Falaria-se da mesma forma em português de Portugal né?


----------



## machadinho

chuu said:


> Falaria-seFalar-se-ia da mesma forma em português de Portugal né?


Repare que pfaa09 é lusitano. (Sobre a correção feita acima, não me pergunte por quê.  Sugiro sempre buscar um jeito de escrever — e sobretudo de falar — de maneira a jamais necessitar dessa forma verbal.)


----------



## chuu

machadinho said:


> Repare que pfaa09 é lusitano. (Sobre a correção feita acima, não me pergunte por quê.  Sugiro sempre buscar um jeito de escrever — e sobretudo de falar — de maneira a jamais necessitar dessa forma verbal.)



Poderias me explicar a razão dessa correção?  Pensava que a forma mesóclise já não era usada no português (ao menos no português do Brasil).


----------



## machadinho

chuu said:


> *Poderia me explicar* a razão dessa correção?  Pensava que a forma mesóclise já não era usada no português (ao menos no português do Brasil).


É precisamente porque não se usam mais mesóclises na língua corrente que se deve evitar a construção, pois a construção exige mesóclise, e mesóclise pega mal. O presidente  Temer tentou temerosa e recentemente ressuscitar a construção para o delírio de escárnio geral da nação.

Há muitos threads sobre o assunto. É melhor começar um thread novo se os diversos threads existentes não forem suficientes para tirar a sua dúvida. Poder-se-ia também pedir à @Vanda para partir este thread em dois. Fá-lo-ia de bom grado se no-lo fosse permitido.

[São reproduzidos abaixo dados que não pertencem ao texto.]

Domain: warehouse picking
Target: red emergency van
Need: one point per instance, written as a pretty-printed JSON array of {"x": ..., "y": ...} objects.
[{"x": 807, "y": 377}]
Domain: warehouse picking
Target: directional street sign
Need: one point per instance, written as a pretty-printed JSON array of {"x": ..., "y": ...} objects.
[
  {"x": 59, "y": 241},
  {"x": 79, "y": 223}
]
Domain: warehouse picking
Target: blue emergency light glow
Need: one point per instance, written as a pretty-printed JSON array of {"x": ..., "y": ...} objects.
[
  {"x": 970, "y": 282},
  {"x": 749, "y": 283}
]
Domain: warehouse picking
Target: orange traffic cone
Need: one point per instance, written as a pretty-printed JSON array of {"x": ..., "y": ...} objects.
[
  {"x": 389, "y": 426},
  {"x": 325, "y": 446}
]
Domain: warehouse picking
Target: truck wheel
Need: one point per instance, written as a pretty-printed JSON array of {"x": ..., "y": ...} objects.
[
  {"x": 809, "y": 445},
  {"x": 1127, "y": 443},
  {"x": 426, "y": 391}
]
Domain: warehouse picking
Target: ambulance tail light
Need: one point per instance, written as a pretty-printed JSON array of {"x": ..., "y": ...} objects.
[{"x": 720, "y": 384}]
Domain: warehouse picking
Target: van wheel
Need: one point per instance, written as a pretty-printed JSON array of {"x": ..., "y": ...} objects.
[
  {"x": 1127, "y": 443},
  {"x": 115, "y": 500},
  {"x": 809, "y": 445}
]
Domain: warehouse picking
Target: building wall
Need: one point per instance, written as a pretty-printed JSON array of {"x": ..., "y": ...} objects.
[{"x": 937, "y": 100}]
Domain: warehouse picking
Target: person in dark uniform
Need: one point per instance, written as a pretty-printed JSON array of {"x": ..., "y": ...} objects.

Mas para que você não fique sem qualquer explicação, repare que o seu exemplo espertinho, que está ressaltado acima, poderia me explicar, não exige mesóclise (no português brasileiro) porque o pronome me está ligado ao infinitivo explicar (poderia *me-explicar),¹ não a poderia. É brasileirismo escrever assim. É natural, é fluente, é correto, mas é brasileirismo. Se o me estivesse ligado a poderia, então mesóclise. Suponho que os portugueses escrevem e dizem poderia explicar-me.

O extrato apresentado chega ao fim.